Our local yacht clubs in past years were very supportive of all island events, and we had 50 home grown racing teams traveling to events throughout the islands. Barbados, Trinidad, and the French Island boats sailed north and PR, BVI, US Virgins and St Marteen boats headed south. We all had a ball at the different regattas ending in Antigua which was a great midpoint in April.

The Lord Nelson Inn in Antigua was standing room only as island racers shared rum drinks and said goodbye till next year’s regattas. The big change that killed this wonderful island hugfest is the disappearance of the inter-island airlines that were forced to close their doors as the large airlines created hubs.

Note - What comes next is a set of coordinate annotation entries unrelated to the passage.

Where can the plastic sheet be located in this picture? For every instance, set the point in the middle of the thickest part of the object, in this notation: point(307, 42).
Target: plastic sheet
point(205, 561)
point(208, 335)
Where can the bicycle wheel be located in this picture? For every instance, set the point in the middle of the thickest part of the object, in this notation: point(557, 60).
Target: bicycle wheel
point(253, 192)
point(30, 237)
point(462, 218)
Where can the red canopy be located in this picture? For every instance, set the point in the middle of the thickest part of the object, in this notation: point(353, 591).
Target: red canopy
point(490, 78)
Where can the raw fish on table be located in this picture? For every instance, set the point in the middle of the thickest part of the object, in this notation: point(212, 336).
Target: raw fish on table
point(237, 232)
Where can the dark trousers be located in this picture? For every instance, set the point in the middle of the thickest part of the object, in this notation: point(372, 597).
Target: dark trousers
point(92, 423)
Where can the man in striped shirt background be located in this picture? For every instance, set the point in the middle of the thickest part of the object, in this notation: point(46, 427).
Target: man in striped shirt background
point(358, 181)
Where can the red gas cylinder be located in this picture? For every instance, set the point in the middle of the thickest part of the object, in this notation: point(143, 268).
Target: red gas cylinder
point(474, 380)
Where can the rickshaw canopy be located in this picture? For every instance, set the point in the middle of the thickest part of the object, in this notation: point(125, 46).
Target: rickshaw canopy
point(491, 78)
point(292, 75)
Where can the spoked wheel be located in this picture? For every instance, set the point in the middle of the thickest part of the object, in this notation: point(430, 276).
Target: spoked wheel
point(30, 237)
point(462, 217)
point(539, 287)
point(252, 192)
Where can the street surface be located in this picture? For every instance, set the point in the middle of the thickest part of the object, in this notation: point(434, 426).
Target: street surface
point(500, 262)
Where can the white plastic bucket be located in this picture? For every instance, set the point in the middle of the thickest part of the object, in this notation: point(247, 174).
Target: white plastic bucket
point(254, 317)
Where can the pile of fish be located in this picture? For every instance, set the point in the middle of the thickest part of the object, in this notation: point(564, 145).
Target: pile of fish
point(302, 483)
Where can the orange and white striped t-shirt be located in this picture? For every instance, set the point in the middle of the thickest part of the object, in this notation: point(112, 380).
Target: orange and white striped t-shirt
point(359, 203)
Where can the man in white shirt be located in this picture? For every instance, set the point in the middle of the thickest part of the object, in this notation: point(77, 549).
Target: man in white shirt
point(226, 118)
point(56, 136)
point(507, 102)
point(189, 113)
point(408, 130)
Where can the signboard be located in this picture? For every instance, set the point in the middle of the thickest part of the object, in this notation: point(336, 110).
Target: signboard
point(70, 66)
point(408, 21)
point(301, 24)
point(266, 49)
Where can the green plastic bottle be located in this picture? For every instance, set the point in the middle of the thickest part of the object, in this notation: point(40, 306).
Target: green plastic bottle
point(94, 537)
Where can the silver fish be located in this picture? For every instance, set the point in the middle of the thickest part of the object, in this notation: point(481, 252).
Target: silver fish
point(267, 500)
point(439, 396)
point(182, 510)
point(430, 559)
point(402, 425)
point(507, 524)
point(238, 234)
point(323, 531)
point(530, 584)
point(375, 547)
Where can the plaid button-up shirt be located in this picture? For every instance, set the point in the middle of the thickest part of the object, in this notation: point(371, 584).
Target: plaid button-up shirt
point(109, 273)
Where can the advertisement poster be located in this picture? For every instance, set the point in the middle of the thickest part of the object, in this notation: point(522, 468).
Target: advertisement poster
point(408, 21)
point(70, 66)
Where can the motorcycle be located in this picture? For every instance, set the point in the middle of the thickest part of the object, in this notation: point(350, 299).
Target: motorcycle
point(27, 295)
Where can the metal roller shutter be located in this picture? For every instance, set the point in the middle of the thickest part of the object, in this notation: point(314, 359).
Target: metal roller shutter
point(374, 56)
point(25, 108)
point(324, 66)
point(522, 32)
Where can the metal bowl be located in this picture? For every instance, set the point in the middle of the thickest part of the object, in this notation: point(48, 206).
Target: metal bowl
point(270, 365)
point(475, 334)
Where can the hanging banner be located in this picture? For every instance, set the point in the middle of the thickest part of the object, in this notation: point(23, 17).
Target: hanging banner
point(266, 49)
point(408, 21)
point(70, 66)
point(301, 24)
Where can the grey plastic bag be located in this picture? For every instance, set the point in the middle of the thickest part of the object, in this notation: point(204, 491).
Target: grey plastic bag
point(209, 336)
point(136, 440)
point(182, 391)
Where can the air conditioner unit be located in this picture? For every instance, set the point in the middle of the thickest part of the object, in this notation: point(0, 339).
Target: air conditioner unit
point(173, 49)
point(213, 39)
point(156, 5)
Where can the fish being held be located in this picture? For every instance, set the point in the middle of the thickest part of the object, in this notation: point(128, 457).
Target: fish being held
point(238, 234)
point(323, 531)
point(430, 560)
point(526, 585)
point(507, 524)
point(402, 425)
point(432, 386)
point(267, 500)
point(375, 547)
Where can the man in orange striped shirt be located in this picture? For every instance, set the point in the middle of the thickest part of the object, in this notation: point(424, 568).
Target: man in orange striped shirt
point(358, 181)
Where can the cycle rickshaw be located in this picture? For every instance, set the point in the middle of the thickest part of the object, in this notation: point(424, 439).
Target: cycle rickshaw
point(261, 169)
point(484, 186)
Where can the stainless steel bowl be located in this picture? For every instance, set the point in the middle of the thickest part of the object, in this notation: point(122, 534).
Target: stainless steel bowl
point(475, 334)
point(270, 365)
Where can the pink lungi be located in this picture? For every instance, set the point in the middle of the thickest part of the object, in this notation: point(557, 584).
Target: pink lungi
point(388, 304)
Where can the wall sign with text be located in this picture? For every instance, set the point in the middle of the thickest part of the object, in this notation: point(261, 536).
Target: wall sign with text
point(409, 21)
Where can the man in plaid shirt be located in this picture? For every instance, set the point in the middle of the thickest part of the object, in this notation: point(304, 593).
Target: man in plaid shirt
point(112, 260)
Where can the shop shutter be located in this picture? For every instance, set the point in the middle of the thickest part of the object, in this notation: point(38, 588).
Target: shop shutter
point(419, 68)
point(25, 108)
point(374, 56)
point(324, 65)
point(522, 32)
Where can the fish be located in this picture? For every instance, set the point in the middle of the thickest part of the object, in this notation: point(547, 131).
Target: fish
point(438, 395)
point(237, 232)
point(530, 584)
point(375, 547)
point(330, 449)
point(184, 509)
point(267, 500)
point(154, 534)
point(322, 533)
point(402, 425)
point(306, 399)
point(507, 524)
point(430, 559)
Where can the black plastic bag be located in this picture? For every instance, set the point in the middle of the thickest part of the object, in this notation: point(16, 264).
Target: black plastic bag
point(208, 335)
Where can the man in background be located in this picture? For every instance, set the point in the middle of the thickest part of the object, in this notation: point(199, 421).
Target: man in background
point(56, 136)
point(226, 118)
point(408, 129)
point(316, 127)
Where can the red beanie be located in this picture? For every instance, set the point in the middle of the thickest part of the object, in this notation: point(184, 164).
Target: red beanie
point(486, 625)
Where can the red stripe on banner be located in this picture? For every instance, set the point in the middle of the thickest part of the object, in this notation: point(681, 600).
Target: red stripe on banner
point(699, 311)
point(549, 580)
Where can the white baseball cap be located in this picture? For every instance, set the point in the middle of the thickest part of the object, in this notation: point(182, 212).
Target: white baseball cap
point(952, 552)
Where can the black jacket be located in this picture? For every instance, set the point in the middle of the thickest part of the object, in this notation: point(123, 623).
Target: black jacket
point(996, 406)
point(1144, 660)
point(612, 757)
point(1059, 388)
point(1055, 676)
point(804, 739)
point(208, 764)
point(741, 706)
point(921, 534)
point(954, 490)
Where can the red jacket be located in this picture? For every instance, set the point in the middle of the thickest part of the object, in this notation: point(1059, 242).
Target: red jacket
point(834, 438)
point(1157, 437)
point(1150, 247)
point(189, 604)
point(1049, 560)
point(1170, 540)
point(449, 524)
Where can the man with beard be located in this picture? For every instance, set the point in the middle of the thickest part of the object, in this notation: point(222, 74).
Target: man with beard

Much of the inter-island travel is no longer a 20-minute shuttle plane ride island to island on Liat or Prinaire. For example, traveling from Barbados to St Thomas now often includes spending a night in Miami. Boat crews could no longer return home on Sunday night to work during week as a small crew moved the boat to the next island regatta. This lack of practical transportation has affected not just sailing but inter-island competition in all sports.

My next reason for our drop in attendance will probably surprise many, but more and more sailing families spend $30,000 to $50,000 / year (or much more) on Junior Sailing. Boat charters, $500 a day coaches, and extensive travel are taking all the “cash” out of the family racing boat funds. For many families, racing or cruising together is a thing of the past with junior sailing being the biggest reason.

In the past 10 years, as boats and sails started using more and more exotic materials, boat owners started hiring expert sailors to improve boat performance and justify investment in a new boat. The age of the “pro sailor” was born. One pro quickly became a team of pros and costs to sail a 24-foot boat almost tripled if the winners circle was a driving force in getting enjoyment out of your boat.

What this means is you now have a second family to house, feed, and pay for their expertise at regattas with the top guys getting over $1500 a day. If you can afford it, hiring pro sailors is similar to owning a private jet or a Bentley. It’s your choice where you get your pleasures so go for it! However, this paradigm now keeps many of competitors near home at their local regattas as they no longer are competitive at this wealth-created level.

My final point is the overall cost of racing yachts is no longer in most family budgets. The desire for many to get the best equipment possible with upgrades every 2 or 3 years drives our sport. Gone are the days when you graduated from a Pearson 26 to a Columbia 36 after 12 years of competing and announced this was your last sailboat purchase.

A second scenario is, because your time is limited, you reluctantly switch from sail to power. If you are not a huge wage earner, yacht racing away from your home club in not within your reality. Competitive sailboat racing is very much a rich man’s game now and our sport suffers for it … especially in the Caribbean.

Thirty years ago, the who’s who of the sailing world met in Miami every February for six weeks as they participated in the SORC. I’m not sure there has ever been anything quite like it in our sport. It encompassed everyone in yacht racing and was similar to a Woodstock gathering. You could not miss it!

Miami stayed a sailing center after the SORC dissolved but now it caters to a different type of racer. It’s a mecca for under 30 foot one designs such as the Star, Etchells, Melges 20 and 24, M32, and J70. I think the Caribbean Regattas need go through a similar metamorphosis.

Like Miami, our glory days may be behind us but there is no reason the sport of sailing can’t thrive again in this wonderful group of island venues. Right now, we are appreciative of those that continue to support our events and would love to hear from friends / participants who have enjoyed our waters in the past. We will continue working hard to get you back to the best sailing in the world in the very near future.